The time came when I re-started my Grade 3 journey. It was quite long, enjoyable, sometimes painful, sometimes tough, but ultimately rewarding.

The first of January 2024 came around. It was a moment to take stock. I decided that, two weeks off turning 67, I had to commit to doing my RAD Grade 3 exam in the upcoming year. I felt that if I didn’t do it that year, I was in danger of losing momentum and giving up completely.

I told Imogen and Angela of my plans, and they were right on board with it.
It took work and determination but it was all such fun – the ballet classes followed by lunch in the café downstairs, the friendship we continued to develop.

There began a gradual improvement in my spine. It still hurt sometimes, and sometimes it hurt quite a lot, but there was no doubt in my mind that mobility helped. Gradually I noticed other things. My formerly weak, and hypermobile ankles, became stronger and more stable. People commented that I held myself better. My balance improved.

Of course none of this was measurable.

Until, a couple of weeks before my RAD Grade 3 exam, I got the results of my latest routine bone scan. It showed that between the ages of 63 and 67, the bone density in my spine actually increased by 5%. In the past, I was very happy with a scan result which showed no deterioration. This was phenomenal!

As my awesome rheumatologist said in his summary letter “Your bone density increased by about 5% between 2020 and 2024, while most women are losing bone at about 1-2% each year”.

Ballet as medicine

During our consultation, he asked me questions about how much ballet I did, and where. I asked him how much of my improvement did he think was due to the ballet, and how much to the treatment. He said “probably about half and half”. That means that ballet has quite likely contributed as much to my improvement as the fabulous expensive treatment the NHS provides me with.
He even put it in the letter “This is probably the combined effects of your regular ballet at Colours of Dance and your zolendronate infusions…”

It seems to me that this improvement quite likely will prolong my active mobile life by a matter of years – perhaps even my life, as we all know how often elderly people die following hip fracture (the bone density in my hips has also improved).

This news put me flying high for my Grade 3 exam. Angela and I passed with the same marks which we were both thrilled about, but for me the bone scan results were equally joyous.

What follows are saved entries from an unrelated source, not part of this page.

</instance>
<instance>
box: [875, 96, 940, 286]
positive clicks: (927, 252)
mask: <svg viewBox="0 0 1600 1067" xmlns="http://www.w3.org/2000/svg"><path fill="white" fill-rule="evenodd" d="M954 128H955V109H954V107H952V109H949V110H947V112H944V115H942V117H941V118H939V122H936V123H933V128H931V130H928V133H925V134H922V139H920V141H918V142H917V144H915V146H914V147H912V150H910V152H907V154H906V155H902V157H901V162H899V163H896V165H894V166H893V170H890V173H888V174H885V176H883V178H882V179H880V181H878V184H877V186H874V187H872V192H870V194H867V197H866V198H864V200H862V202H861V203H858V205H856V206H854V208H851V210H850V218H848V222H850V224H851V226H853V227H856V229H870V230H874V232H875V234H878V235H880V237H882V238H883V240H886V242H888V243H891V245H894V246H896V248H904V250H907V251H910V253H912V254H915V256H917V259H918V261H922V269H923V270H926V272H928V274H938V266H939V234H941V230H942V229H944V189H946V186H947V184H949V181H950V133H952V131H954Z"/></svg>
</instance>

Ballet has had such amazing benefits for me. I can’t describe it adequately. And I’ve realised that the benefits I’m experiencing with my bone density are also there for Angela, even though she doesn’t have osteoporosis. For both of us it’s setting us up for mobility and good health in our mature years.

Hope for the future

In particular for me, I’ll never forget how ballet helped pull me from a trough of despair, and provided hope.

Angela and Kathy

And the future… Angela and I are working towards Grade 4 now. I continue with my Gilbert and Sullivan group, enjoying the buzz of performance. Sometimes I think that without ballet, I’m not sure I’d even be able to walk by now. I’d certainly be a far less happy person.